Environmental historiography

The Labrador Institute footage is difficult to discern as a whole. Its current neatness as digitized files belies its messy past as distinct reels of film stock. Moreover, having undergone the tidying process of becoming part of the archival record with the donation of the International Grenfell Association fonds to the The Rooms Provincial Archives (The Rooms), it has been set off into categories of metadata that relate its approximate date of production (ranging from the 1930s to the 1950s), its authorship and ownership (the IGA), and its precise forms of materiality as mainly 16mm film stock. Two sequences can be viewed on the Acadiensis website (www.acadiensis.ca). On one level, taken within the context of the Grenfell Mission’s own media history, the footage represents the evolution of the mission’s work of self-representation. Over the course of the mission’s nearly 100-year history, it mobilized the chronological, sequential, and imagistic media of magic lantern slides, photography, and eventually film to construct documentary evidence of both the conditions of “need” prevailing on the coasts and its own pragmatic and constructive responses to it. The images taken, reproduced, and disseminated by the mission through various channels of print publication and fund-raising lecture tours from the 1890s to the post-Second World War period, represent precise instances, in both a past real time and space, of philanthropic actions it undertook: a 16mm film of orphans at play adjacent to the newly built orphanage (Figure 1); a photograph in the mission magazine, Among the Deep Sea Fishers, of a group of local Girl Guides on parade to mark the mission’s recently completed hospital in St. Anthony in 1927 (Figure 2); or a magic lantern slide of Grenfell giving a Sunday sermon at the door to the Battle Harbour hospital (Figure 3).

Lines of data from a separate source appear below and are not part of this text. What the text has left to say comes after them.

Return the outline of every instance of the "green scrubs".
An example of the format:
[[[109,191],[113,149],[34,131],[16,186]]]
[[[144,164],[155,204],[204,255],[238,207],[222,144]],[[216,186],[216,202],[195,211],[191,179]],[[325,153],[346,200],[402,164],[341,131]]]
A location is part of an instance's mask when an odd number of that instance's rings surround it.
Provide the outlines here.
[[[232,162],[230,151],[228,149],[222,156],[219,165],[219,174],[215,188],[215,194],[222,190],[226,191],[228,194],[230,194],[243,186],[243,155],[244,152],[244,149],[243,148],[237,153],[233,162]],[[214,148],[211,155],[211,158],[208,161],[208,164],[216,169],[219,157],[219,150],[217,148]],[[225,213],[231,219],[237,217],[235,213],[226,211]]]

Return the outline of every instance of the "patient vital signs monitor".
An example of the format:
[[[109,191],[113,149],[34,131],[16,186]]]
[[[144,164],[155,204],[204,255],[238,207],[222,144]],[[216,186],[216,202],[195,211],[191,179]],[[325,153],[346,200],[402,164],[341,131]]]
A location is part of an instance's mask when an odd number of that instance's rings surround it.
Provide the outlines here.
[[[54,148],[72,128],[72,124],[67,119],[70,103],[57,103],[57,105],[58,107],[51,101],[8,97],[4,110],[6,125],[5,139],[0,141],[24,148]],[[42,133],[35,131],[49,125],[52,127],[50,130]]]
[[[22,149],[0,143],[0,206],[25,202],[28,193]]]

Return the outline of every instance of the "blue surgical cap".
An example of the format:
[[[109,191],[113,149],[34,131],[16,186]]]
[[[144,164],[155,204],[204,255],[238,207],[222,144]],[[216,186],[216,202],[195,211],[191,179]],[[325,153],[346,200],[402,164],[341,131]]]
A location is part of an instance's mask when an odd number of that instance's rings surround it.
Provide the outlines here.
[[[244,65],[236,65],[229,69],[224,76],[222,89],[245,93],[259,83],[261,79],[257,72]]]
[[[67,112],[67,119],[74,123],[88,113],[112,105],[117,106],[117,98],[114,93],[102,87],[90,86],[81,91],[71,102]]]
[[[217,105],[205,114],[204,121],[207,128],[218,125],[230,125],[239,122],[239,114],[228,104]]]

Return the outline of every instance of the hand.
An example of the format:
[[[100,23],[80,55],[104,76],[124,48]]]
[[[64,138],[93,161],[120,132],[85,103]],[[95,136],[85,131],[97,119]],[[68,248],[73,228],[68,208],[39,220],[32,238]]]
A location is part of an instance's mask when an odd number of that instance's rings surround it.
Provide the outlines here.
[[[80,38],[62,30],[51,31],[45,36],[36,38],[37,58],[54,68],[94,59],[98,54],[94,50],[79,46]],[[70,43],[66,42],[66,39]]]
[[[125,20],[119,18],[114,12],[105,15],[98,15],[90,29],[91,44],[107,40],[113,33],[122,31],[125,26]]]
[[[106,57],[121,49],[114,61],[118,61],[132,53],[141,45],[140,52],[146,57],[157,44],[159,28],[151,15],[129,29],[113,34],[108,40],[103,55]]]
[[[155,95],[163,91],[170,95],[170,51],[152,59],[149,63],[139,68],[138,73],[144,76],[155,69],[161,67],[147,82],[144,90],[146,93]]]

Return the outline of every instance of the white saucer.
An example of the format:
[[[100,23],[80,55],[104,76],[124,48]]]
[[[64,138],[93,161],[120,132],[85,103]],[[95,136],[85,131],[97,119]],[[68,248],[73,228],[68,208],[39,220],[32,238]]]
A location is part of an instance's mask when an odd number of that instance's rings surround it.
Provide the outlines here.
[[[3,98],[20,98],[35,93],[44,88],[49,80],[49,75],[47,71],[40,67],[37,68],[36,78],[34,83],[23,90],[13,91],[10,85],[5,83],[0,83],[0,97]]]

Visual materials have held a fundamental place in environmental history from its inception. Maps, photographs, films, and other media have, it could be argued, constituted the common ground mediating scholars’ understanding of past environments. In recent scholarship, these have moved to the foreground. Finis Dunaway, Gregg Mitman, and others have characterized this as a “cultural turn” in environmental history.[3] Moreover, visuality, as a condition of scholarly production, continues to play an integral role in the work done by many environmental historians, even though it is largely, though not exclusively, confined to an illustrative function. This raises the suggestive question, that I will only address tangentially and partially in what follows, of how to integrate the practices of environmental historians into the broader project of the visual culture of the human-nature interface within media studies.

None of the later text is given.